Sarah is extremely grateful to the Felicity Belfield Trust, Peter Parmigiani,
The Ruby and Will George Trust and the Yorkshire Ladies Council of
Education for their support with her musical studies.
Tom Coult is a London-born composer whose work has earned
commissions and performances by ensembles including BBC Symphony
Orchestra, Philharmonia Orchestra, London Sinfonietta, Manchester
Camerata, Orchestra of the Swan and Psappha. He is currently studying
with George Benjamin, and upcoming commissions include a new work
for Britten Sinfonia.
Originally from Wales, Anne Denholm is one of Britain’s leading young
harpists and is earning a reputation for her powerful performances. She
underwent a British musical upbringing, studying at the Purcell School,
Cambridge University and the Royal Academy of Music. Twice winner of
the Skaila Kanga Harp Prize, she has won awards as a solo, chamber and
orchestral musician. She is particularly respected for her work in
contemporary music and has been recording and performing new works
for harp since 2006. She is a founding member of contemporary
experimental quartet, ‘The Hermes Experiment’, who commission,
arrange and improvise engaging new music.

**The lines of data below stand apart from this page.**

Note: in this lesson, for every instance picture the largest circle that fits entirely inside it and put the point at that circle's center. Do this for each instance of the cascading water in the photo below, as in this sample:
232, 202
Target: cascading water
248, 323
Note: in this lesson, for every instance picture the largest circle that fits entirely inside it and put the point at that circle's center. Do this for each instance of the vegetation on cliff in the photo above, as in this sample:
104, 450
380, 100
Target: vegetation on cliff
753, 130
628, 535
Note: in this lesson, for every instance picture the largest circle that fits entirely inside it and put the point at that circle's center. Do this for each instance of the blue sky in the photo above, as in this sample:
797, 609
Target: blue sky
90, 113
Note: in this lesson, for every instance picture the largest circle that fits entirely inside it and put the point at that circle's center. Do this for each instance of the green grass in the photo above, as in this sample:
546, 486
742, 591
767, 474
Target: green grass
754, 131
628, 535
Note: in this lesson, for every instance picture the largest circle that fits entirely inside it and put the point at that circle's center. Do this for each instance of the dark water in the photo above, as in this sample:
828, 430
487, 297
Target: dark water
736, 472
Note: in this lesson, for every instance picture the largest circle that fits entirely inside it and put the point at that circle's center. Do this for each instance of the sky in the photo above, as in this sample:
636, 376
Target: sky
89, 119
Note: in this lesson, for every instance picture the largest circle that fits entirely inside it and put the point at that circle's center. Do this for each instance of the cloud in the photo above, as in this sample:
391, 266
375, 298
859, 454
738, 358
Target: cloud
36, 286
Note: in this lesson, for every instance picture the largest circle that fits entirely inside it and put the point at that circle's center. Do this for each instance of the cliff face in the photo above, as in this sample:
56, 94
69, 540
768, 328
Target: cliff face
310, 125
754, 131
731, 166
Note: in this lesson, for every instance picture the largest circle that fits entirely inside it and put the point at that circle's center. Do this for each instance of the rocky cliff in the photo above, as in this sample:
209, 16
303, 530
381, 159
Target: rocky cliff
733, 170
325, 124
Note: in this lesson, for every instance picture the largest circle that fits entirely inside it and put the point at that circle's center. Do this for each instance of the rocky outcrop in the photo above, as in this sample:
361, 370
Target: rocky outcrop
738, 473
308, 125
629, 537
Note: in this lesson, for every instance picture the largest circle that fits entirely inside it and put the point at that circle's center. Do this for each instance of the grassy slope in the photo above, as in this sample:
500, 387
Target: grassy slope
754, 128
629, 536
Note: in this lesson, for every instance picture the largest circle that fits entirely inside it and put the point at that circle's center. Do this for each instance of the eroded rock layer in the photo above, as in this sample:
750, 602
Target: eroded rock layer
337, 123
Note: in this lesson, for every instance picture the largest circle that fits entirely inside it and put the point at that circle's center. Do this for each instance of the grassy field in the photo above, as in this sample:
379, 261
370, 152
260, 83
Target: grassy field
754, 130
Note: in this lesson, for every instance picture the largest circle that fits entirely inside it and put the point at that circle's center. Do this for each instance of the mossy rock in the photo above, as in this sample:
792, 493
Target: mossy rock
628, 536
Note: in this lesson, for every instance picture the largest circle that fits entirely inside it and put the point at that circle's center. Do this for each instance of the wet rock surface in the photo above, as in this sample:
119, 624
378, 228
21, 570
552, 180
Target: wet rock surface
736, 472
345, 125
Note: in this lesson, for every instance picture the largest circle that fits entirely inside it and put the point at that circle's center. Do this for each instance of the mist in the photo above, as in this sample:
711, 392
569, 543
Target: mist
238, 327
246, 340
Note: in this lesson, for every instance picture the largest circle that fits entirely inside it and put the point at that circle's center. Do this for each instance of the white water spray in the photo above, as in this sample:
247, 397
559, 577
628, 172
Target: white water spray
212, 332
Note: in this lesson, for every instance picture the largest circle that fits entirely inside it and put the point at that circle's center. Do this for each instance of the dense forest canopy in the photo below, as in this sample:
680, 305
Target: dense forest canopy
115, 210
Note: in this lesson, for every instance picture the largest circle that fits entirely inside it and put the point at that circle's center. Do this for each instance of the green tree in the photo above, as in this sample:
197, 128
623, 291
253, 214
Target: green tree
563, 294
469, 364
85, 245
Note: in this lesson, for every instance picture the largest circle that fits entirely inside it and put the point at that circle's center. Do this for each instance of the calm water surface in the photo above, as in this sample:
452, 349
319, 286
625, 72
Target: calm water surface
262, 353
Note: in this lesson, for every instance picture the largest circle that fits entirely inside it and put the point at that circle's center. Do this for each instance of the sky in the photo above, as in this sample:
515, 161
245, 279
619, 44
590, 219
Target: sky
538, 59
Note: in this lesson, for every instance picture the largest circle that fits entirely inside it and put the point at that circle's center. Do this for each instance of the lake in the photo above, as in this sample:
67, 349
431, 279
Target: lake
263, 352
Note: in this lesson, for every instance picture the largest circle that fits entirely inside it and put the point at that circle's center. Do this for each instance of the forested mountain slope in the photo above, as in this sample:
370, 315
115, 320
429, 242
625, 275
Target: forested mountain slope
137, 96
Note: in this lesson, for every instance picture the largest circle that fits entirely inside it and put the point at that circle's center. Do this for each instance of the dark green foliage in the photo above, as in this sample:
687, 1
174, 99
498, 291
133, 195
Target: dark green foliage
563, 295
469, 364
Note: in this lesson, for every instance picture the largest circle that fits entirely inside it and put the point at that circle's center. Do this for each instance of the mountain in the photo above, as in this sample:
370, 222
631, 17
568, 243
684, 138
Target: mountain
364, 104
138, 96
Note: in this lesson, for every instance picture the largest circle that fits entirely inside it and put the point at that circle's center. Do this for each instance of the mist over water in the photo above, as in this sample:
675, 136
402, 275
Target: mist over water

Hannah Ely studied music at Manchester University then took a
Postgraduate Diploma in piano at Trinity Laban Conservatoire of Music
and Dance, graduating with a Distinction. Hannah focuses mainly on
contemporary repertoire and has been working with Sarah for two years.
Hannah also sings professionally in consorts and choirs, and teaches parttime.
Henry Fynn has been playing percussion ever since being chucked at the
back of his local youth orchestra to play triangle. Since then he has played
with many ensembles in and around London including the London
Firebird Orchestra and Kantanti Ensemble. He was also fortunate enough
to play at the opening ceremony of the London 2012 Olympic Games.
Since starting studies at Trinity Laban he has developed a keen interest in
playing on period instruments and playing in chamber ensembles. Once
he has finished undergraduate degree he hopes to carry on studying for a
Masters and then to hopefully play professionally.